Known Issues & Limitations

  • Streaming STT operates in sliding-window mode (3 s window, 1 s step); true sample-by-sample streaming requires Whisper.cpp THEMIS_ENABLE_WHISPER build flag.
  • Wake-word detection uses energy-based VAD gating and acoustic feature scoring (density, spectral centroid, crest factor). A neural wake-word model backend (e.g. Porcupine, openWakeWord) can be plugged in via WakeWordDetector::scorePhrase() without API changes.
  • Multi-speaker diarization uses k-means++ clustering on sub-band acoustic features (RMS + ZCR). Accuracy degrades with more than 4 simultaneous speakers; a neural embedding backend (e.g., pyannote-style x-vector) can be substituted via diarizeSegments() without API changes.
  • TTS voice quality depends on the llama.cpp model in use.
  • Voice biometric authentication uses acoustic sub-band features (no external model required).
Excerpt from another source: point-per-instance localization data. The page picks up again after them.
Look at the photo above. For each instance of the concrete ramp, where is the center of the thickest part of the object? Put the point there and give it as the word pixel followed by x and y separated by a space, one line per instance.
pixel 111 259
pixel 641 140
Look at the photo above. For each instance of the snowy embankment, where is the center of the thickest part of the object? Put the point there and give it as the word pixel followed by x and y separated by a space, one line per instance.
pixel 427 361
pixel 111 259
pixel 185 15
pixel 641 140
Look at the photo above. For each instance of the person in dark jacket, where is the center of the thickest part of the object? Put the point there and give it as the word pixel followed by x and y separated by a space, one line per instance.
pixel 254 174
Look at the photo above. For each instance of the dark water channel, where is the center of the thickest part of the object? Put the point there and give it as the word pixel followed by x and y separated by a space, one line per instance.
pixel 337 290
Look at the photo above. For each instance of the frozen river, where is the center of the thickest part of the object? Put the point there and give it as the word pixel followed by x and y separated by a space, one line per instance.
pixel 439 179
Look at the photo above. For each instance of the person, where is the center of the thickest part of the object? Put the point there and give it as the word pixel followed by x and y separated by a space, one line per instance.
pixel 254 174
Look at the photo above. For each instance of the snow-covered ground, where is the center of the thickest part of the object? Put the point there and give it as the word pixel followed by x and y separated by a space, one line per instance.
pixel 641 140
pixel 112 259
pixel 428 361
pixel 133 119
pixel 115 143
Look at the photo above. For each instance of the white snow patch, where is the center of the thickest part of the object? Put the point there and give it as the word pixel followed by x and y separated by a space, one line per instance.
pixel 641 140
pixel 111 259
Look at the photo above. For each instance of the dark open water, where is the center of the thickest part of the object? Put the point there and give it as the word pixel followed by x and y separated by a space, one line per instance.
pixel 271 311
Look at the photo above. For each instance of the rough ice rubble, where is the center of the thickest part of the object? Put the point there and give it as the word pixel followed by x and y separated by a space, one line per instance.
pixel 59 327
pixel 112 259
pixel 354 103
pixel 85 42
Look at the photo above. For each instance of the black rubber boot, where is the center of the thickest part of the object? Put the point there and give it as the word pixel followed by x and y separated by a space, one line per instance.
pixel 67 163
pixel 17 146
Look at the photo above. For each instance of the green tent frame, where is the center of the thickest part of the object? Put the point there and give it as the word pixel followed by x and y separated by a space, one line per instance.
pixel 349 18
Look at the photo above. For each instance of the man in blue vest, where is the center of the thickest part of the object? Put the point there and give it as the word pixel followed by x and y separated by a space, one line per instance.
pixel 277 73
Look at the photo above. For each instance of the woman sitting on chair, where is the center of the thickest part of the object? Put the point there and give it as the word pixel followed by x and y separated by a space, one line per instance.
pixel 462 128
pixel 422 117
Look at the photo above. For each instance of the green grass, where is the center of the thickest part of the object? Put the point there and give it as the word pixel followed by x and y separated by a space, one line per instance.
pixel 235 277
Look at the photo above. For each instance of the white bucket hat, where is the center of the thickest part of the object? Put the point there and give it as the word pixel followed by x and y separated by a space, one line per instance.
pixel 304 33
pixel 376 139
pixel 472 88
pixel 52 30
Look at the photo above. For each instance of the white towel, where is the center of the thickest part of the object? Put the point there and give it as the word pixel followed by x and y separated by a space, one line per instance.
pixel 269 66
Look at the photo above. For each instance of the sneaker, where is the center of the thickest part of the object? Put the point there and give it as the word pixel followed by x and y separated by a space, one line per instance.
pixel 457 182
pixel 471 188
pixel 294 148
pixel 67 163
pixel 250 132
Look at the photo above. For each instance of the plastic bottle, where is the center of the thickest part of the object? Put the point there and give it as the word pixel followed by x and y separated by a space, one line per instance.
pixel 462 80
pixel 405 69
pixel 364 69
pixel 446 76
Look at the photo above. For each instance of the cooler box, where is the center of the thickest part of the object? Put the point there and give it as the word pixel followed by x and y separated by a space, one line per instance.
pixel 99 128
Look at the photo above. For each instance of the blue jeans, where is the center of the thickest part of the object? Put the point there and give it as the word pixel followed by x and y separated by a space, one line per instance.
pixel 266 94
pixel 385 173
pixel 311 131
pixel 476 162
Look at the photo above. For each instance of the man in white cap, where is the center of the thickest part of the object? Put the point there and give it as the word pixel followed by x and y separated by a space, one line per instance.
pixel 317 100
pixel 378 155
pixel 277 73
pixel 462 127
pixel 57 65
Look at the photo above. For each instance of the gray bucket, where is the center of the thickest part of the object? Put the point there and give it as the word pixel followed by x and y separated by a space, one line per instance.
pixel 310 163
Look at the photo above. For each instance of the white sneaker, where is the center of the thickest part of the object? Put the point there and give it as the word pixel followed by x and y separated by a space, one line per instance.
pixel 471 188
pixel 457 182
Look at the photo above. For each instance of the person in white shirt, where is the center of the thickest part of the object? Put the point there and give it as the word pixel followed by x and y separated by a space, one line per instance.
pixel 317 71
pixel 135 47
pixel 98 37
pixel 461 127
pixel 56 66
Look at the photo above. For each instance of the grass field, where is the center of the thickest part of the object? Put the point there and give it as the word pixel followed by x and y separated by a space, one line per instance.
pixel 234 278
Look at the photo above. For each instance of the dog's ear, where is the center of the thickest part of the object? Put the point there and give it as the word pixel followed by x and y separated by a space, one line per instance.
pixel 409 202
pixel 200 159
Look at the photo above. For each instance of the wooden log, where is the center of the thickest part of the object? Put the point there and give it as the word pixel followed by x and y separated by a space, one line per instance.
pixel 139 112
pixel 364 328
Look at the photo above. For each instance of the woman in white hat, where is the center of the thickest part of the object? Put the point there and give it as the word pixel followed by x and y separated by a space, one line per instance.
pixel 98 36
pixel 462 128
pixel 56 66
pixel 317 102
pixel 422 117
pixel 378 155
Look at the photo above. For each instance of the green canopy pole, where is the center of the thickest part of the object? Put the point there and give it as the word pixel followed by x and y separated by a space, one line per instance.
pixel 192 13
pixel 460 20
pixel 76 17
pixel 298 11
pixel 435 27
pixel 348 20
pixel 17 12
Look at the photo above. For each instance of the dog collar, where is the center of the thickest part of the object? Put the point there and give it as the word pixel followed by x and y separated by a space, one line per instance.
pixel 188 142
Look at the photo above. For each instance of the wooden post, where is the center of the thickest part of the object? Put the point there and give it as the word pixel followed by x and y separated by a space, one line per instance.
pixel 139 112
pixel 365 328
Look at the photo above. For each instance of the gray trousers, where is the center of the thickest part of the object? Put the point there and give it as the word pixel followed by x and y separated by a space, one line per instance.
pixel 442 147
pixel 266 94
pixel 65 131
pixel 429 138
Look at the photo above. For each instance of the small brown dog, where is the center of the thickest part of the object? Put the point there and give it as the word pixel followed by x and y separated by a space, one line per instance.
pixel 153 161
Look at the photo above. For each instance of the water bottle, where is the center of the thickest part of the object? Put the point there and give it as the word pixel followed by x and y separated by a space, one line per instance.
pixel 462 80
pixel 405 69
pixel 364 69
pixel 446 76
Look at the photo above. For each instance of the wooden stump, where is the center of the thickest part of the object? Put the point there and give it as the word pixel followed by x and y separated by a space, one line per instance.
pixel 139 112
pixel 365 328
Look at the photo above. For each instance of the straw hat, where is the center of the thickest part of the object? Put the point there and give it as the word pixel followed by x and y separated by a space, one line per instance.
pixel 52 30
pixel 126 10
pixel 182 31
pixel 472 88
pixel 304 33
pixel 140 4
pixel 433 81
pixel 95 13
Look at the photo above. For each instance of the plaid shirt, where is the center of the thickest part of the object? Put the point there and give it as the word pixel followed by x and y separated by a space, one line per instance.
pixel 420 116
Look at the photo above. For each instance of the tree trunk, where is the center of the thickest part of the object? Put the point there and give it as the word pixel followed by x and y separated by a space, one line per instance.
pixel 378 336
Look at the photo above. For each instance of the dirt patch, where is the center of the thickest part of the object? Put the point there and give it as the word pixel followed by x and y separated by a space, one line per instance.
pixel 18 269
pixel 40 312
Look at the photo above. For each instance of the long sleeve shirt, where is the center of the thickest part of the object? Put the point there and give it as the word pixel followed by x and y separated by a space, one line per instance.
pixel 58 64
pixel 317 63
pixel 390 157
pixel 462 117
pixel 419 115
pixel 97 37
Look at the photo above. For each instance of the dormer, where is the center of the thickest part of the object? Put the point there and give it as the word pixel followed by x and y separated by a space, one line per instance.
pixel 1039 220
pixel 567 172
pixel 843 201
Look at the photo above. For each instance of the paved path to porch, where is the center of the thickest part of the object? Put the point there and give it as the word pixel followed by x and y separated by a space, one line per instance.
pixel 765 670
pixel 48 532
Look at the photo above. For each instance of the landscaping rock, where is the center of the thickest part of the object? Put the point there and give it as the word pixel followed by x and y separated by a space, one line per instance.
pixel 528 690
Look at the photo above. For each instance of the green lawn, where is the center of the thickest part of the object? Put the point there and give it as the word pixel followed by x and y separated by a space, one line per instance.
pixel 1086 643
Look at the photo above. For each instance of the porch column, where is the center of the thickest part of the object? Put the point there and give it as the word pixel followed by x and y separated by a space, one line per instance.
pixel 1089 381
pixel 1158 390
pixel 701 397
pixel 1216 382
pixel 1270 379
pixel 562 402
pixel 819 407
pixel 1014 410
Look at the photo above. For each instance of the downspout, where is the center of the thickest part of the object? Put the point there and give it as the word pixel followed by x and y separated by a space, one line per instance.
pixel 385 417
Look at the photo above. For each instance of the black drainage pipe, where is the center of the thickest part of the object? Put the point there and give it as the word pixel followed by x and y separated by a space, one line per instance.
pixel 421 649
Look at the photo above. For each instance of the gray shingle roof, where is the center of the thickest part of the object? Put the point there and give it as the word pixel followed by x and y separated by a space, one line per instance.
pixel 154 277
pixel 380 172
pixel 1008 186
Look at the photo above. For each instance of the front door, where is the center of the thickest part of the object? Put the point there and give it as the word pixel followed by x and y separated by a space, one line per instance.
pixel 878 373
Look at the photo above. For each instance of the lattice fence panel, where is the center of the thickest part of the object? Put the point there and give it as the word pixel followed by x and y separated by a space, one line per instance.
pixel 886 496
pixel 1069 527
A neural i-vector/x-vector backend can be plugged in via VoiceBiometricAuthenticator's internal extractFeatures() without changing the public API. Liveness detection is heuristic-based (crest factor, spectral flatness, ZCR variability); a neural anti-spoofing model is recommended for production.

Breaking Changes

  • VoiceAssistant session API is stable from v1.x.
  • Audio format configuration (sample rate, encoding) may gain new options in v1.5.0; backward-compatible.

Latente Symbole (Unused-Functions-Audit)

Stand: 2026-04-20 – Quelle: src/UNUSED_FUNCTIONS_REPORT.md

🧪 NUR_TESTS (implementiert, kein Produktions-Aufrufer)

  • NoiseSuppressor – RNNoise-basierte Rauschunterdrückung; nur im Voice-Produktionstest geprüft

    Aktion: ROADMAP-Ticket für Produktions-Integration ergänzen oder als CANDIDATE_FOR_REMOVAL markieren.

🟡 UNGENUTZT (kein Test, kein externer Aufrufer)

  • processRNNoiseFrames – Verarbeitet Audio-Frames durch RNNoise-Modell
  • applyRNNoiseSuppression – Wendet RNNoise auf gesamten Audio-Buffer an

    Aktion: Für jedes Symbol entscheiden: (1) Verdrahten, (2) Testen oder (3) als CANDIDATE_FOR_REMOVAL einplanen.